The Boks finished 2025 ranked number one for the third straight season. Think about that for a second. Three years running at the top of the pile in a sport where everyone's gunning for you every single week.

Siya Kolisi's squad held onto the Freedom Cup and the Nelson Mandela Challenge Plate. They didn't just win. They set the standard that every other nation is chasing.

Plenty of reasons for South African fans to feel good heading into the holidays. The Stormers are unbeaten and leading the URC. The Blitzboks took back-to-back titles at the Cape Town Sevens. And for those looking to keep the winning vibes going after the final whistle, a session at Springbok Casino Login isn't a bad way to unwind.

Pool B Awaits in Australia

The 2027 Rugby World Cup draw dropped South Africa into Pool B with Italy, Georgia and Romania. On paper, it looks manageable. Erasmus knows better than to say that out loud though. World Cup rugby hits different. Rankings go out the window when tournament pressure kicks in.

The Boks have faced all three before. Romania in 1995 and again in 2023. Georgia back in 2003. Italy at the 2019 World Cup. History doesn't guarantee anything, but it helps to know what's coming.

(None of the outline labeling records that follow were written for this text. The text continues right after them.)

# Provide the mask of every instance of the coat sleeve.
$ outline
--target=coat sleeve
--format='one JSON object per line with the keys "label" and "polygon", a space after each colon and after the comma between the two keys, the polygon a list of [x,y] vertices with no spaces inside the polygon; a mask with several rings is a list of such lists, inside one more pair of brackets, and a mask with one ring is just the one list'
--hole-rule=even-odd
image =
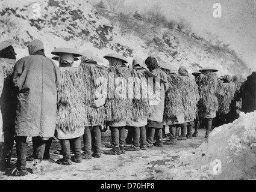
{"label": "coat sleeve", "polygon": [[2,89],[4,88],[4,71],[2,70],[2,66],[0,66],[0,97],[2,95]]}
{"label": "coat sleeve", "polygon": [[17,61],[14,66],[14,73],[13,73],[13,83],[16,87],[19,88],[19,91],[22,88],[23,82],[20,79],[20,76],[22,74],[23,71],[25,61],[21,59]]}
{"label": "coat sleeve", "polygon": [[54,66],[55,73],[56,76],[56,88],[58,90],[60,83],[60,78],[61,78],[60,71],[58,67],[57,67],[57,65],[55,64],[54,62],[53,62],[52,61],[52,61],[52,65],[54,65]]}

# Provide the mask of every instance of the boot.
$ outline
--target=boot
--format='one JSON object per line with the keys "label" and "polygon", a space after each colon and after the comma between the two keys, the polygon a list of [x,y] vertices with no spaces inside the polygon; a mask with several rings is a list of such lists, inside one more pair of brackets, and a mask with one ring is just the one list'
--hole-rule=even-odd
{"label": "boot", "polygon": [[198,137],[198,131],[195,131],[195,133],[192,134],[193,137]]}
{"label": "boot", "polygon": [[103,152],[105,155],[120,155],[121,150],[119,146],[113,148],[111,149],[108,151],[105,151]]}
{"label": "boot", "polygon": [[121,154],[125,154],[125,149],[124,145],[120,145],[120,150],[121,151]]}
{"label": "boot", "polygon": [[23,176],[28,175],[27,170],[18,170],[17,168],[11,169],[7,170],[4,175],[13,176]]}
{"label": "boot", "polygon": [[40,160],[34,160],[32,171],[33,173],[41,173],[43,170],[42,161]]}

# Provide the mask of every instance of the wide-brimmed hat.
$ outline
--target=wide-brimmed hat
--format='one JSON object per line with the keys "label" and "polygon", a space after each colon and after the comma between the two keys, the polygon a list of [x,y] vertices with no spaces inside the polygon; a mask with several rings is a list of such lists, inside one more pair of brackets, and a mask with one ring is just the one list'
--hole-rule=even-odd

Old Rivals Return to South African Soil

July 2026 brings some proper Test rugby back home. England visit Ellis Park on the 4th. Their first trip to South Africa since 2018. Scotland arrive a week later at Loftus Versfeld. They haven't toured in over ten years. Wales round out the home series at Hollywoodbets Kings Park in Durban on the 18th.

Rian Oberholzer, SA Rugby's CEO, expects full houses for all three. The last time England played at Ellis Park, it went down to the final minutes. That kind of match sticks with people.

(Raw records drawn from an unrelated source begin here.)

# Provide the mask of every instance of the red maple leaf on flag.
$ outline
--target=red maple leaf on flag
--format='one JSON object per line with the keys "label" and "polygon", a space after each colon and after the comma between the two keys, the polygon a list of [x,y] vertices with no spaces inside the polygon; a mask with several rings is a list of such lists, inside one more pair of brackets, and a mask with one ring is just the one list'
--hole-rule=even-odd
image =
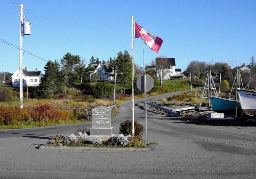
{"label": "red maple leaf on flag", "polygon": [[145,42],[150,42],[152,40],[152,39],[150,38],[150,36],[149,34],[148,33],[146,34],[142,34],[142,35],[143,37]]}

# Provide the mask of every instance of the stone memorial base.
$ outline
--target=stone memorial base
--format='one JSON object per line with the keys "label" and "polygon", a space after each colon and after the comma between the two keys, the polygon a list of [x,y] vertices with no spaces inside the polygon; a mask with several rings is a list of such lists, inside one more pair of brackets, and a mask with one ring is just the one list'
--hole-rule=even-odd
{"label": "stone memorial base", "polygon": [[95,137],[99,137],[102,140],[107,140],[112,137],[112,135],[88,135],[87,137],[87,139],[89,140],[92,140],[92,139]]}
{"label": "stone memorial base", "polygon": [[91,135],[112,136],[112,129],[113,127],[93,127],[90,129],[90,133]]}

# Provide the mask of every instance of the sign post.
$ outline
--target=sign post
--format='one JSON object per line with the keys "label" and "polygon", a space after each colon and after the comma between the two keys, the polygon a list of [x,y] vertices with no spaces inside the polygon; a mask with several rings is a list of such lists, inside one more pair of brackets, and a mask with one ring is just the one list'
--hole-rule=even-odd
{"label": "sign post", "polygon": [[147,126],[147,92],[148,92],[154,86],[154,80],[149,75],[140,75],[136,81],[137,87],[144,92],[145,97],[145,128],[146,134],[146,144],[148,144],[148,134]]}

Provincial Rugby Carrying the Flag

The Springboks get their rest now. The franchises don't. The Stormers are rolling through the United Rugby Championship without a loss after six rounds. That 26-17 win over Bayonne in France showed they can handle the pressure away from home.

The Sharks take on Saracens at Kings Park this weekend in the Champions Cup. Bulls and Lions need bounce-back performances after rough opening rounds. Come January, the South African derbies start up again. Those always draw big crowds.

The Chase for Three in a Row

Here's the thing. No country has ever won three consecutive Rugby World Cups. Not New Zealand. Not anyone. Erasmus now has six years and full backing from the union to take a shot at something nobody's ever done.

The squad is there. The depth is building. The belief runs through the whole setup from top to bottom.

2025 showed the Springboks aren't slowing down. If anything, they're picking up speed.